Unter der Woche fand in Wertheim tagsüber gar keine Messe statt, "als wäre unsere Stadt ein Dorf". In allen Städten gebe es eine Tagesmesse, schreibt Götz, und in einer Stadt mit einem Stift sollte es erst recht eine geben. Die Anwesenheitspflicht der Geistlichen, überhaupt ihre oft laxe Pflichterfüllung, das war ein oft gehörter Kritikpunkt am Klerus in den Jahrzehnten vor der Reformation. Bei Götz verband er sich mit einer Person: Senior Daniel Hofmann. Denn ausgerechnet dieser gehörte zu denen, die oft fehlten.

Dann wurde Götz auch richtig persönlich. Graf Georg wisse ja, was Daniel für einer sei, und was für ein Leben er führe. In Gegenwart von gelehrten Leuten tue der "Grobpuffel" seinen Mund nicht auf, schreibt Götz. Das war natürlich eine feine Herabsetzung des Seniors durch den Magister Götz, der frisch von der Universität Ingolstadt gekommen war. Weniger fein deutet Letzterer an, dass Daniel Hofmann mindestens einen Sohn hatte, und zwar in Bestenheid.

Die inoffiziellen Priesterehen und Priesterkinder trotz offiziell geltenden Zölibats wurden viel kritisiert. Das galt also auch für Wertheim. Götz schreibt, wenn er drei Kinder und eine schöne Metze hätte und predige, dass dies keine Sünden seien, dann würden ihn "etliche Pfaffen und Leute" erst als rechten Pfarrer ansehen. Das spielte wohl wieder auf Daniel Hofmann an.

Schließlich hatte es wohl auch noch Streitigkeiten über die Gestaltung der Messe gegeben. Götz hatte deswegen an den Weihbischof und die Universität Ingolstadt geschrieben, aber Hofmann unterstützte ihn nicht. Die Chorherren "lassen Messe lesen (und) singen wie sie wollen", beschwert sich Götz, und Senior Hofmann greift nicht ein. Außerdem waren sich an Weihnachten der Stadtpfarrer und die Stiftsherren bei den Zeiten ihrer Gottesdienste in die Quere gekommen.
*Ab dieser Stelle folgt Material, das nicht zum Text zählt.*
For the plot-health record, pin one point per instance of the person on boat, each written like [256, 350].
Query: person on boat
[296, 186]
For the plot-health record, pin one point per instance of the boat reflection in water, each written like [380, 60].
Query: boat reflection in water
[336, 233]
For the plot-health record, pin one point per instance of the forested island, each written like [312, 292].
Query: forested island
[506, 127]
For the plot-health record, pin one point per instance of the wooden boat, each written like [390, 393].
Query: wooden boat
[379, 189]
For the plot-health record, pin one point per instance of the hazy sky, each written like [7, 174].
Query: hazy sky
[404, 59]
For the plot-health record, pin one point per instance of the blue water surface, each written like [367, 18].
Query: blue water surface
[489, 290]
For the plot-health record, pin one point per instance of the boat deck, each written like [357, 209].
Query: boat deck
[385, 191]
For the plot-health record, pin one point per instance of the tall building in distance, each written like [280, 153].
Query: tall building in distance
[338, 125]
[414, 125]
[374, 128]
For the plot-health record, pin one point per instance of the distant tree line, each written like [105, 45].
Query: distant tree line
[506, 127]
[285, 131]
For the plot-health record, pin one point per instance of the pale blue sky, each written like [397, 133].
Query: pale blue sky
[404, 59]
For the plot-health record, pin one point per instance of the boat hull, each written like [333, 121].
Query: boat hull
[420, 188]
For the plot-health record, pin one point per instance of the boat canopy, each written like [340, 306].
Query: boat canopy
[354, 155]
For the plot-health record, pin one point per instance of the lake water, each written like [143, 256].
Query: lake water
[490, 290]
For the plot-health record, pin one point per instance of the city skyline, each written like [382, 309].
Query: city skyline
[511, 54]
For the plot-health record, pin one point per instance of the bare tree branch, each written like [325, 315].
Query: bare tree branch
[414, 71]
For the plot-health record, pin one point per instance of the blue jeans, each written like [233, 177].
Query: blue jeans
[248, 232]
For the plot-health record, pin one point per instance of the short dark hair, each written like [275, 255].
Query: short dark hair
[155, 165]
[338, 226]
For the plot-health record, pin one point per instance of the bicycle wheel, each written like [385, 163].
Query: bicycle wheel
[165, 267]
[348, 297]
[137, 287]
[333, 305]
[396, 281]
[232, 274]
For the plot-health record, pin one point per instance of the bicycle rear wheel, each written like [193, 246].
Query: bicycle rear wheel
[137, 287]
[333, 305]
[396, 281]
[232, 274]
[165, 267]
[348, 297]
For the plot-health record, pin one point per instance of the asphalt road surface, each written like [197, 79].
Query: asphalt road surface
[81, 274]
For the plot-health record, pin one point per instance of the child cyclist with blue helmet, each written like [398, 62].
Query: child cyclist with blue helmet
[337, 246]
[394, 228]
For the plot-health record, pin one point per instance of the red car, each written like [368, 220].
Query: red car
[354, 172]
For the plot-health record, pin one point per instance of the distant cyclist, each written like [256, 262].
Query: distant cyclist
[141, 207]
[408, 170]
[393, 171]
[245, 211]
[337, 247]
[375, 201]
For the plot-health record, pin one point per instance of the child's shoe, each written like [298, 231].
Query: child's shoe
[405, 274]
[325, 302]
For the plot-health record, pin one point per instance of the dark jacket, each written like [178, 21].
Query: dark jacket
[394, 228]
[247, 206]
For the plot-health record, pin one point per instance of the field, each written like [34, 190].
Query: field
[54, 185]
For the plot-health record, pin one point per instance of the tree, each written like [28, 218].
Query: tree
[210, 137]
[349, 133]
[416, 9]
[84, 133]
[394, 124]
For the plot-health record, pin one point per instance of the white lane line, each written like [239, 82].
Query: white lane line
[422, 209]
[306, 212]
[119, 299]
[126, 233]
Gut vorstellbar, dass die alteingesessenen Herren sich von dem Neuankömmling, der auch noch schlechter besoldet war als sie, nichts sagen lassen wollten. Dahinter stand aber auch ein grundsätzlicher Konflikt: "Wenn die Menschen die Messe (bei Hofmann) gehört haben, so kommen ihrer gar wenig zu den Evangelien oder Predigt", beschwerte sich Götz.

Kraftausdrücke

Die Kirchenmänner schreckten im Streit auch vor kräftigen Ausdrücken nicht zurück: "Darf man nit mit dir reden du alter Narr, ich darf dir ein Mal eins in das Maul geben", zitiert Götz einen von ihnen. Sich selbst schilderte der Mann aus Ingolstadt als jemanden, der seine Aufgabe ernst nahm und versuchte, danach zu leben. Das Gute lehren und die Laster strafen, sei sein Ziel. Es gehe auch um seine Seele, wenn der Herr einst Rechenschaft von ihm verlangen werde. Deswegen wolle er seinen Schäflein mit gutem Beispiel und guter Lehre vorangehen.

Zuviel zu tun hat er übrigens auch. Götz muss die Frühmesse alleine ausrichten. Ohne Kaplan könne er das auf Dauer nicht leisten, stellte er fest. Als Vorbild für seine Predigten gibt er noch Johann Geiler von Kaisersberg an, den 1510 gestorbenen Straßburger Domprediger, einen weithin berühmten Mann, dessen Predigten auch gedruckt worden waren. Und auf die Frage, wie der Mensch selig werden könne, empfiehlt er ihm unter anderem "die Gemeinschaft und Verdienung aller lieben Heiligen" - ein sehr katholischer Gedanke.

Viele Schwierigkeiten

Es kamen wohl viele Schwierigkeiten zusammen für diesen Wertheimer Pfarrer in schwieriger Zeit. Persönliche Animositäten und Probleme eines Neugekommenen mit alten Strukturen vermischten sich mit den Eigenarten der Lebensführung des damaligen Klerus, der Pfarrorganisation und theologisch-pastoralen Aspekten.

Wie lange Götz in Wertheim blieb, ist nicht recht klar. 1523 wollte Graf Georg wieder einen Chorherrn zum Stadtpfarrer machen und wandte sich deswegen an Würzburg. In der Zwischenzeit hatte nicht nur der Wertheimer Graf Luther persönlich kennengelernt, sondern Luther war durch das Wormser Edikt zum Ketzer erklärt worden. Die Entwicklung, die zur Reformation wurde, hatte Fahrt aufgenommen.

Die von Götz geschilderte Situation in Wertheim 1520 dürfte recht typisch für die damalige Zeit gewesen sein. Die Ereignisse um den Pfarrer Götz zeigen uns aber auch einen Zustand, in dem noch offen war, wohin die Reise in der Main-Tauber-Stadt gehen würde.